At the same time, we know that “soft”, non-destructive unwinding and separation of the strands in a DNA double helix is possible. This process can be during the DNA replication under the helicase or unwinding protein action [5,48]. While studying the replication, first of all its mechanical and biological aspects are usually considered. However, without considering the electromagnetic forces, the pattern of the DNA replication remains incomplete. In this regard, the result obtained in this article appear promising: the direction of the radial force of electric currents attraction or repulsion in two helical strands depends on the double helix pitch angle. The critical pitch angle of the double helix, at which the radial force of the magnetic interaction of two helices changes its direction, is ${\alpha }_0\approx 38 \mathrm{deg}$ [44,45]. At the same time, the DNA helix in its natural condition is characterized by the pitch angle $\alpha {}_{exp}=28.4 \mathrm{deg}$ [47,48]. Since the helicase is in close proximity to DNA, it can carry oppositely directed electric currents in the helical strands (similar to the current source in a two-wire line). Then, the inequality ${\alpha }_{exp}< {\alpha }_0$ is satisfied at the beginning of the replication, when the DNA is still in its natural condition. This means that the electric currents in two helices, having the opposite direction, are mutually attracted along the helix radius.
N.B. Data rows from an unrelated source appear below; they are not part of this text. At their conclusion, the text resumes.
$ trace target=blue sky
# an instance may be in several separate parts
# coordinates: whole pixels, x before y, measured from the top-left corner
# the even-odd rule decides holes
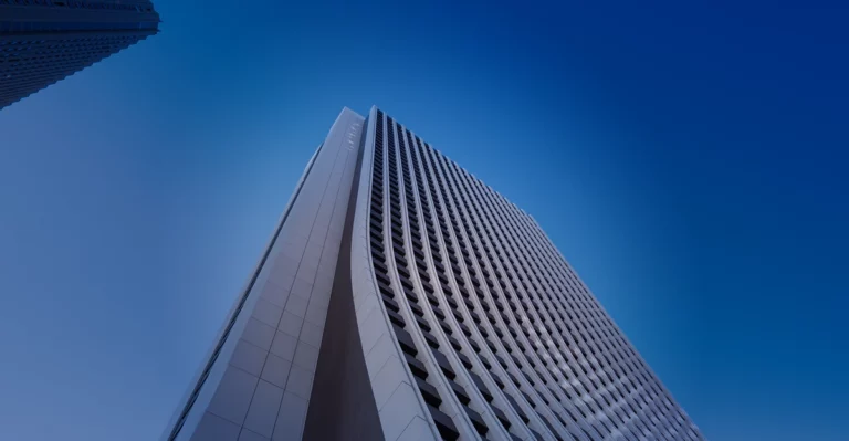
[[[0,439],[158,437],[377,104],[537,219],[709,439],[846,440],[847,10],[308,3],[156,1],[0,112]]]

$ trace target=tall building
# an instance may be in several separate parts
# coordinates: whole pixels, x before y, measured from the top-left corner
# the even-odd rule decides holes
[[[344,109],[163,440],[702,440],[539,225]]]
[[[0,109],[158,28],[150,0],[0,0]]]

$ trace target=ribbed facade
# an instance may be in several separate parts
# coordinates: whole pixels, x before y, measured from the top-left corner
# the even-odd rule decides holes
[[[297,317],[285,315],[302,295],[303,261],[274,258],[295,243],[281,245],[277,234],[270,244],[277,251],[258,269],[265,282],[252,283],[241,297],[250,306],[229,318],[248,323],[271,312],[276,330],[268,340],[235,330],[218,344],[250,343],[264,367],[247,361],[244,350],[212,359],[211,370],[250,368],[254,374],[237,374],[255,380],[237,385],[219,374],[200,381],[196,392],[210,398],[184,408],[196,417],[166,439],[703,439],[530,216],[381,111],[352,115],[343,112],[312,166],[344,147],[350,181],[327,187],[340,186],[334,213],[346,213],[329,221],[340,235],[322,244],[337,250],[333,271],[308,274],[313,286],[332,288],[324,315],[321,315],[321,333],[307,343],[319,349],[307,388],[263,386],[274,333],[294,334],[289,322],[305,315],[300,307]],[[345,118],[363,128],[343,136]],[[310,169],[303,180],[325,181]],[[289,217],[318,203],[304,197],[296,191]],[[279,231],[312,243],[306,231],[323,224],[321,217],[302,224],[284,217]],[[274,282],[281,273],[294,284]],[[297,364],[297,354],[289,357]],[[290,393],[302,398],[300,407],[286,402]],[[262,424],[251,419],[260,406],[271,409]]]
[[[149,0],[0,0],[0,108],[157,32]]]

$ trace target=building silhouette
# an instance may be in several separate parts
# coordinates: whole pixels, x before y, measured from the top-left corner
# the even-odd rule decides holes
[[[0,108],[157,33],[149,0],[0,0]]]
[[[534,219],[345,108],[164,440],[702,440]]]

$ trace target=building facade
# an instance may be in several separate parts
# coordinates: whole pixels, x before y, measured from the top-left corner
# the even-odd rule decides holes
[[[158,28],[149,0],[0,0],[0,108]]]
[[[163,440],[702,440],[539,225],[344,109]]]

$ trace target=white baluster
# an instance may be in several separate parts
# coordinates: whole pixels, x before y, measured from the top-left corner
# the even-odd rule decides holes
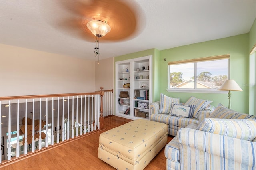
[[[71,138],[74,138],[74,96],[72,100],[72,125],[71,125]]]
[[[1,105],[0,105],[0,106]],[[0,117],[1,115],[0,115]],[[0,122],[1,121],[0,121]],[[17,146],[16,146],[16,157],[20,157],[20,100],[18,100],[17,101],[17,134],[16,134],[16,138],[17,138],[16,142]],[[0,134],[1,133],[0,132]],[[18,148],[18,149],[17,149]],[[2,152],[1,152],[2,153]]]
[[[26,99],[25,102],[25,142],[23,149],[24,154],[28,153],[28,99]]]
[[[31,151],[35,151],[35,99],[33,99],[33,111],[32,112],[32,144]]]
[[[76,96],[76,136],[78,136],[78,96]]]
[[[54,134],[53,133],[53,128],[54,128],[54,114],[53,109],[54,106],[53,97],[52,99],[52,127],[51,127],[51,145],[53,145],[54,143]]]
[[[45,139],[44,143],[45,143],[45,147],[48,147],[48,98],[46,97],[46,113],[45,113]]]
[[[59,126],[60,125],[60,97],[58,97],[58,111],[57,115],[57,135],[56,139],[57,143],[60,142],[60,133],[59,132]]]
[[[100,95],[97,95],[97,108],[98,110],[97,113],[98,113],[98,129],[100,129]]]
[[[98,119],[97,119],[97,116],[98,115],[97,111],[98,111],[98,109],[97,109],[97,99],[96,99],[96,95],[95,95],[95,97],[94,97],[94,110],[95,111],[94,112],[94,130],[97,130],[97,124],[98,123]]]
[[[11,159],[11,101],[9,101],[9,111],[8,120],[8,157],[7,160]],[[2,153],[2,152],[1,152]]]
[[[113,115],[113,110],[112,110],[112,108],[113,108],[113,93],[112,93],[112,92],[111,92],[111,95],[110,95],[111,97],[110,97],[110,102],[111,102],[111,105],[110,105],[110,115]]]
[[[86,133],[86,95],[84,95],[84,134]]]
[[[93,95],[92,95],[92,121],[91,122],[91,131],[92,132],[93,131]]]
[[[83,132],[83,127],[82,127],[82,125],[83,123],[82,122],[82,101],[83,101],[83,98],[82,96],[81,95],[81,112],[80,114],[80,124],[81,125],[80,126],[80,135],[82,135],[82,133]]]
[[[67,125],[67,140],[69,139],[69,96],[68,97],[68,122]]]
[[[90,95],[88,95],[88,125],[87,132],[90,132]]]
[[[0,134],[2,134],[2,104],[0,101]],[[0,135],[0,137],[1,137]],[[1,140],[0,140],[0,146],[3,145],[4,144],[2,143],[2,137]],[[2,147],[0,147],[0,153],[2,154]],[[0,159],[0,163],[2,162],[2,156],[1,158]]]
[[[42,99],[40,98],[39,109],[39,140],[38,140],[38,149],[42,148]]]
[[[63,97],[63,104],[62,104],[62,134],[61,137],[62,138],[62,142],[64,142],[64,129],[63,128],[64,128],[64,102],[65,102],[64,101],[64,97]]]

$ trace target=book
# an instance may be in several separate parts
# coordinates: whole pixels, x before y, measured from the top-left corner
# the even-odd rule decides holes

Later, during the replication process, certain straightening of the helical strands and an increase in the double helix pitch angle to a new value α₁ may occur. The inequality ${\alpha }_1> {\alpha }_0$ can be achieved at which oppositely directed electric currents in two helices begin to repel mutually along the double helix radius. Such repulsion is necessary to separate two strands in space and to continue replication. Note that this article considers the activation of electric currents in a double helix under the electromagnetic wave influence from a remote source. Such currents can have the same direction in two helical strands, which is radically different from the helicase action, which is found in close proximity to the DNA.
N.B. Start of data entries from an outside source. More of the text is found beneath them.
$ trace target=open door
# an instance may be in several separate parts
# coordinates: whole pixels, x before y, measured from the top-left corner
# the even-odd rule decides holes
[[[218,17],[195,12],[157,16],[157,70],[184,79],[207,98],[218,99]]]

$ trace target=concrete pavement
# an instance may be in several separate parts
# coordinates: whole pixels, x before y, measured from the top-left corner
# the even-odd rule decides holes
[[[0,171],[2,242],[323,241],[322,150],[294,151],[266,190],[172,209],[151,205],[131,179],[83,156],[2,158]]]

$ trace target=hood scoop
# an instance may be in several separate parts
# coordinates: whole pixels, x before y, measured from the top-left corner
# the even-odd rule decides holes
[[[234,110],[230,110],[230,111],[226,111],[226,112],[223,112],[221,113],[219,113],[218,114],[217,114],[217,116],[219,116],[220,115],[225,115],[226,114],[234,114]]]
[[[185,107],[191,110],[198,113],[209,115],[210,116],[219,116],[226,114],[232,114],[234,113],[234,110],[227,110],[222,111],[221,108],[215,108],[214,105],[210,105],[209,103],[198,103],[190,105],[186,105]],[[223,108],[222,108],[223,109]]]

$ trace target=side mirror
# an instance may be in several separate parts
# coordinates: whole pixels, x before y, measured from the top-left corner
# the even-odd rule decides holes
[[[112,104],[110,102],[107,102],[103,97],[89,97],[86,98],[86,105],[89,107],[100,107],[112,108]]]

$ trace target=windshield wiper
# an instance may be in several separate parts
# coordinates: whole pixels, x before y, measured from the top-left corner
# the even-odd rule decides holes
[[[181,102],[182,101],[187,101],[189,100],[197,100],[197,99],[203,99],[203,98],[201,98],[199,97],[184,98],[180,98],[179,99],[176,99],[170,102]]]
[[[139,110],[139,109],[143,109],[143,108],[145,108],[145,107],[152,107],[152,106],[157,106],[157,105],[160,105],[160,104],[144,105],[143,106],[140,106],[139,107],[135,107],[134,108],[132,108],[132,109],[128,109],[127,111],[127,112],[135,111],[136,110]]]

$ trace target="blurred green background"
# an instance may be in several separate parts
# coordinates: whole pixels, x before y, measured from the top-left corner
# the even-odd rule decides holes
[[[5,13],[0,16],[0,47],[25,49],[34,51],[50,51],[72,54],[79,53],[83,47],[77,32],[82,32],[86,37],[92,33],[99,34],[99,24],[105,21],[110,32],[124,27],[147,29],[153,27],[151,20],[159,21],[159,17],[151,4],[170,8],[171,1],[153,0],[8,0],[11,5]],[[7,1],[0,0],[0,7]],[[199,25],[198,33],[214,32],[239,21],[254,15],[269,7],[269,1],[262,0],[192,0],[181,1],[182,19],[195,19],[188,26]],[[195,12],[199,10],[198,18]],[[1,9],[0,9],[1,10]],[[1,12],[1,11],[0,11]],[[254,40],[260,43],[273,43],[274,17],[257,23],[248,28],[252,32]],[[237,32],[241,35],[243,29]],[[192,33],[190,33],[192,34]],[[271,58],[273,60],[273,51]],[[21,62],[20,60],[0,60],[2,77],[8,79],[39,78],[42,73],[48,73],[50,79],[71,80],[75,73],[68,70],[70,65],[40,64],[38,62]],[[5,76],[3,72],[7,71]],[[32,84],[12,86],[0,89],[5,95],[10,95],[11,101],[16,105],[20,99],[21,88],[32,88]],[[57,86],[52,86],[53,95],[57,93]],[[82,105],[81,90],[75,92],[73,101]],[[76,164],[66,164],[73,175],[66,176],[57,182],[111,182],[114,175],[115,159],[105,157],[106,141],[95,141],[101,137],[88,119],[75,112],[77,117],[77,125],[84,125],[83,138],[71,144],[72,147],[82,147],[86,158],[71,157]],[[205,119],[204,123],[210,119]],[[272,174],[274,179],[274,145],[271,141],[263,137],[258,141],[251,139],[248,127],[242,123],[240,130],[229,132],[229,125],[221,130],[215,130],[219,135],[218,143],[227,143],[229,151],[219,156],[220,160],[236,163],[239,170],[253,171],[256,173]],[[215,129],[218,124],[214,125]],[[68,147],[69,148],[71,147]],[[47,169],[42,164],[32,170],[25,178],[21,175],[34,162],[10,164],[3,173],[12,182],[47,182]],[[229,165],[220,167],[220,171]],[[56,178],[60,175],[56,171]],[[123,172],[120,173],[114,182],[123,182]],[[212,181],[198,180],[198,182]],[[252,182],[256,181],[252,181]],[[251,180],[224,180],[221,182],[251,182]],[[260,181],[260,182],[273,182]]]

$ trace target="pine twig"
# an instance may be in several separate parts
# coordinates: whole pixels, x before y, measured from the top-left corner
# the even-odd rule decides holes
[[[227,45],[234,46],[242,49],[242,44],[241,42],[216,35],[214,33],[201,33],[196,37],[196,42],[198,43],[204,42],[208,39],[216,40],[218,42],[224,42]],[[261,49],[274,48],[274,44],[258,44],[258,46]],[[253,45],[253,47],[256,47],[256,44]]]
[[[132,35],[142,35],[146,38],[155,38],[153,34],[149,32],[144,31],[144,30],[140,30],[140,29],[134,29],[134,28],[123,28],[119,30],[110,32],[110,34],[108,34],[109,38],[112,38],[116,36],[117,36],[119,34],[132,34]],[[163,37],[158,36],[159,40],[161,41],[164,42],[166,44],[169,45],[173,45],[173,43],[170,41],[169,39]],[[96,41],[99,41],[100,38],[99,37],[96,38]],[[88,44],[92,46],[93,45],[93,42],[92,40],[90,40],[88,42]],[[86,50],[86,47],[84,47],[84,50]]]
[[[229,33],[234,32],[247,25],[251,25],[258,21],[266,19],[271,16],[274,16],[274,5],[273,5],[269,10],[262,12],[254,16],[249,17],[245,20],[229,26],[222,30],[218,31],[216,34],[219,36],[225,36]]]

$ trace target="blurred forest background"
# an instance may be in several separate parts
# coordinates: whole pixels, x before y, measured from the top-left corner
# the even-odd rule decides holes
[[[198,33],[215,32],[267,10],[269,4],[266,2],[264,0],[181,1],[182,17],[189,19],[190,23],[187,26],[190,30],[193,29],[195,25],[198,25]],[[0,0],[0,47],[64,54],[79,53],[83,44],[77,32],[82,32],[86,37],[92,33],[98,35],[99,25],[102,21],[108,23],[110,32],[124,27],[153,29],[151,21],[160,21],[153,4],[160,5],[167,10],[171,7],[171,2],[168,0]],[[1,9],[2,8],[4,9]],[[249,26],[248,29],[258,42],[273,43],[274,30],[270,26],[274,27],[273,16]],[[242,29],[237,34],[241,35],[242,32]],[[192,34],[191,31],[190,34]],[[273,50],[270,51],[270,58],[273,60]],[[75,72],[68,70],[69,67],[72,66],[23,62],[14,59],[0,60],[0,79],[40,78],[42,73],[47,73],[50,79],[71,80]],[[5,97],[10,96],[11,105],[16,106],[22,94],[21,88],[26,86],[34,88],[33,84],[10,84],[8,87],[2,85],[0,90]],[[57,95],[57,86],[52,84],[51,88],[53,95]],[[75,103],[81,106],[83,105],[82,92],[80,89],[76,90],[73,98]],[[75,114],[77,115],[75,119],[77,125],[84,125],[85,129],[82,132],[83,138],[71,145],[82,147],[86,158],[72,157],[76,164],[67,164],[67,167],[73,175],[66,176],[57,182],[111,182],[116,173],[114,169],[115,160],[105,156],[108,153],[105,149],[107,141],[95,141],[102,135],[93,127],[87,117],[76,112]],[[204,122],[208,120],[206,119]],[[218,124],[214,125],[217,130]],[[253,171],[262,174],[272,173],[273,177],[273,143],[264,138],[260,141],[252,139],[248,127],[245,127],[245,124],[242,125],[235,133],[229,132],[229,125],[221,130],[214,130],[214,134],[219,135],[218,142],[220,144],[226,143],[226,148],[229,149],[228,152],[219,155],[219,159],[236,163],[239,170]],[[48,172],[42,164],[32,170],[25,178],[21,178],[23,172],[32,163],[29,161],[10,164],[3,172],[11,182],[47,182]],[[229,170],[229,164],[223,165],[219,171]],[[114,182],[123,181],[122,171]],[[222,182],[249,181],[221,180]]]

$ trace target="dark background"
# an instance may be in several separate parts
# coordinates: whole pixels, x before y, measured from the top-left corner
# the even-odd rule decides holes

The obtained relation between the axial components of the force and the moment of this force, which is true for both electric and magnetic forces, has a deep meaning. This relation is a consequence of the conservation laws of fundamental physical quantities for the structures with helical symmetry. For example, in the simplest case, it is possible to consider an elementary electric charge or a current element moving in the field of constant charges or constant currents located on the helix line. Then, for this moving particle, the conserved quantity is a linear combination of the particle momentum projection on the helix axis $p_x$ and the same projection of the moment of momentum $m_x={[\overrightarrow{r},\overrightarrow{p}]}_x$. Note that the conservation laws are not satisfied for the particle momentum and moment of momentum projections on the helix axis, taken separately.
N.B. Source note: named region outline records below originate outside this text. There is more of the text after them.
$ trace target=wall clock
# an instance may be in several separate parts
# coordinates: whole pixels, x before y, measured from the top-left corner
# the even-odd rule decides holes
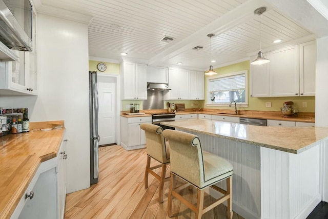
[[[106,65],[105,63],[98,63],[98,65],[97,65],[97,68],[100,71],[105,71],[106,70],[107,67],[106,66]]]

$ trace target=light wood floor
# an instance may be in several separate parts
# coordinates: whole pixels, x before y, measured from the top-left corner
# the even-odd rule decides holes
[[[98,183],[67,195],[65,218],[169,218],[167,205],[170,182],[164,185],[164,202],[160,204],[159,181],[151,174],[149,176],[149,187],[145,188],[146,161],[145,149],[127,151],[117,145],[99,148]],[[183,182],[178,181],[177,183]],[[186,188],[180,194],[196,204],[196,189]],[[206,197],[205,205],[208,205],[212,197],[208,195]],[[174,214],[172,218],[195,218],[193,211],[174,198],[173,206]],[[225,218],[226,212],[227,208],[221,204],[207,212],[202,218]],[[243,218],[234,213],[233,219]]]

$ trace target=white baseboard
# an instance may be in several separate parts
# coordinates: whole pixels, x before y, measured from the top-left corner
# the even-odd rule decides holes
[[[207,192],[210,194],[214,198],[219,198],[222,196],[222,194],[218,192],[216,190],[212,189],[212,188],[205,189],[205,192]],[[225,201],[223,203],[224,205],[227,206],[227,201]],[[247,219],[260,219],[260,216],[256,216],[253,213],[250,212],[247,209],[243,208],[242,206],[240,206],[237,203],[234,202],[232,200],[232,210],[234,212],[236,212],[243,217]],[[259,212],[260,213],[260,212]]]
[[[146,148],[146,145],[136,145],[135,146],[128,147],[124,144],[121,142],[121,146],[127,151],[131,151],[131,150],[139,149],[140,148]]]
[[[302,210],[299,214],[298,214],[295,217],[295,219],[305,219],[312,212],[313,209],[318,205],[320,202],[320,194],[318,193],[309,204],[304,208],[304,209]]]

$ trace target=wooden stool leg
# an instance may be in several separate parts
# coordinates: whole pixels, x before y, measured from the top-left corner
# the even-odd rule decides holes
[[[145,188],[148,188],[148,170],[150,167],[150,157],[147,156],[147,164],[146,165],[146,171],[145,171]]]
[[[232,176],[227,179],[227,192],[230,194],[230,196],[228,200],[228,218],[232,219]]]
[[[175,185],[175,175],[171,173],[170,175],[170,189],[169,190],[169,197],[168,198],[168,216],[171,217],[173,216],[173,213],[172,212],[172,191],[174,189],[174,185]]]
[[[162,173],[160,175],[160,182],[158,188],[158,197],[159,197],[159,203],[163,203],[163,187],[164,187],[164,180],[165,180],[165,174],[166,173],[166,164],[162,165]]]
[[[204,190],[197,189],[197,207],[196,209],[196,219],[201,219],[204,207]]]

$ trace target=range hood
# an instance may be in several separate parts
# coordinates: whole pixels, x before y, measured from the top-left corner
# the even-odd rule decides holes
[[[154,90],[154,91],[162,91],[162,90],[170,90],[171,88],[169,87],[166,84],[156,84],[156,83],[148,83],[147,85],[148,90]]]

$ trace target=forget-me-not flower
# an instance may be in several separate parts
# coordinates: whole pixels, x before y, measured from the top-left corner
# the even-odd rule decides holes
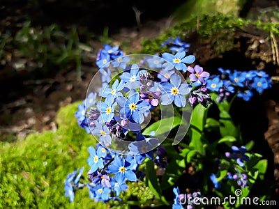
[[[160,82],[159,88],[162,90],[160,98],[163,105],[167,105],[174,101],[175,105],[179,107],[183,107],[186,104],[186,99],[183,95],[190,92],[187,84],[181,84],[181,77],[174,74],[170,77],[170,83]]]
[[[188,55],[187,56],[185,56],[185,52],[177,52],[175,55],[169,53],[163,53],[162,56],[167,61],[163,64],[163,70],[169,70],[174,68],[176,70],[186,72],[187,66],[185,63],[193,63],[195,58],[193,55]]]
[[[126,118],[132,118],[133,120],[142,123],[144,120],[144,112],[149,109],[149,104],[140,98],[138,92],[132,89],[128,98],[119,97],[116,98],[117,104],[121,107],[120,114],[125,116]]]

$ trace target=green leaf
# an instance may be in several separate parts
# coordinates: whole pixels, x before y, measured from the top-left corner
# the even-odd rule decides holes
[[[193,110],[191,125],[195,126],[202,132],[206,123],[209,107],[204,108],[201,104],[198,104]]]
[[[216,178],[217,181],[220,181],[222,179],[223,179],[225,177],[226,177],[227,175],[227,170],[222,170],[220,171],[220,176]]]
[[[255,145],[255,141],[253,140],[251,140],[245,145],[245,147],[246,148],[248,151],[250,151],[254,145]]]
[[[152,132],[155,131],[155,136],[160,135],[180,125],[181,122],[181,118],[177,116],[163,118],[147,127],[142,134],[144,135],[150,135]]]
[[[225,142],[234,142],[236,141],[236,139],[232,136],[225,136],[222,139],[219,139],[218,141],[218,144],[225,143]]]
[[[266,172],[267,169],[267,160],[263,159],[258,162],[254,167],[254,169],[256,169],[259,171],[259,176],[261,180],[264,180],[264,173]]]
[[[217,120],[213,118],[207,118],[204,127],[218,127],[220,123]]]
[[[239,136],[239,130],[232,122],[232,119],[227,111],[220,111],[219,121],[220,133],[222,137],[230,135],[237,137]]]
Metal double DNA-like helices, as well as helices with different winding directions, right-handed and left-handed [52], can be used as elements of metamaterials. In metal helices, conduction electrons are well activated in the microwave and in the terahertz range, as well as at higher frequencies, up to the plasma frequency. In this case, half-wave resonance and other types of resonances may arise for the entire length of the wire forming the helix. It has been shown that the equilibrium of the double helix in an external electromagnetic field substantially depends on its pitch angle. This fact should be taken into account when designing the metamaterials based on DNA-like helices and studying electro (opto)-mechanical effects in chiral and racemic structures.